Customers frustrated by banks' controversial new fees are finding out what industry insiders have known for years: It is not so easy to disentangle your life from your bank.
The Internet banking services that have been sold to customers as conveniences, such as online bill paying, serve as powerful tethers that keep them from jumping to another institution.
Tedd Speck, 49, a market researcher in Kent, Conn., was furious about Bank of America's planned $5 monthly fee for debit card use. But he is staying put after being overwhelmed by the inconvenience of moving dozens of online bill paying arrangements to another bank.
"I'm really annoyed," he said, "but someone at Bank of America made that calculation and they made it right."
Former bankers and market researchers say that it's no accident. The steady expansion of online bill paying, they say, has emboldened Bank of America, as well as rivals such as Wells Fargo, JPMorgan Chase and SunTrust, to turn to new fees on customer accounts as other sources of revenue dry up.
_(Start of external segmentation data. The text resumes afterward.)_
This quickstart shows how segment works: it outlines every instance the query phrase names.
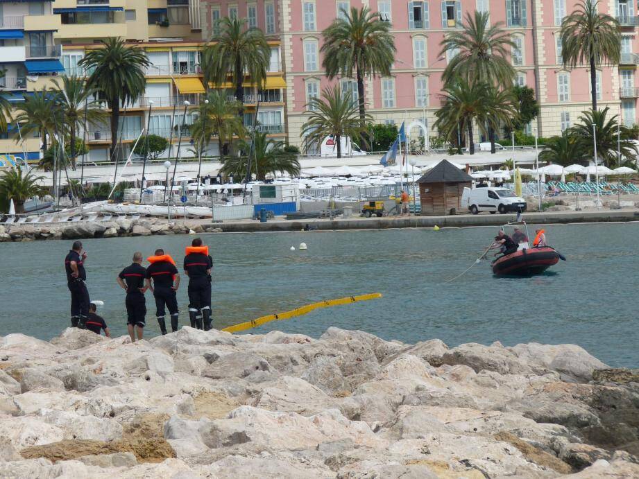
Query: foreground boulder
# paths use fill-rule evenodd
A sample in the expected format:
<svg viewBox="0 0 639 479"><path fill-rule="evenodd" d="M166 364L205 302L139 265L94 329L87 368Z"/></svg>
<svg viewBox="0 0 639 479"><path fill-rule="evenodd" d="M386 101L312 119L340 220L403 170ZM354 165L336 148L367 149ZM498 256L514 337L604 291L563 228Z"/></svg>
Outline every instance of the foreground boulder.
<svg viewBox="0 0 639 479"><path fill-rule="evenodd" d="M0 359L0 477L639 477L637 372L578 346L67 329Z"/></svg>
The fees have caused an uproar among consumers and drawn sharp criticism from politicians, including President Barack Obama.
"The technology locks you in, and they're keenly aware of it," said Robert Smith, who was chief executive of Security Pacific when it was bought by Bank of America in 1992. "It's very hard for consumers to just ditch that."
For years, banks have openly sought to attach as many loans and services such as credit cards, mortgages and mobile phone banking as they can to a customer.
What they haven't mentioned are marketing studies such as the one commissioned by Fiserv, which develops online bill paying systems, showing that using the Internet to pay bills, do automatic deductions and send electronic checks reduced customer turnover for banks by up to 95 percent in some cases.
The Occupy Wall Street protesters in New York have also jumped on the debit card fee as one more example of corporate greed. And activists are calling on account holders to switch to nonprofit credit unions en masse on Nov. 5, which they have named Bank Transfer Day; a Facebook page devoted to the effort has drawn more than 38,000 supporters.
As a result, the question of whether consumers will indeed vote with their feet is being closely watched by the banking industry, consumer advocates and legislators. The banks don't release detailed data on customer defections.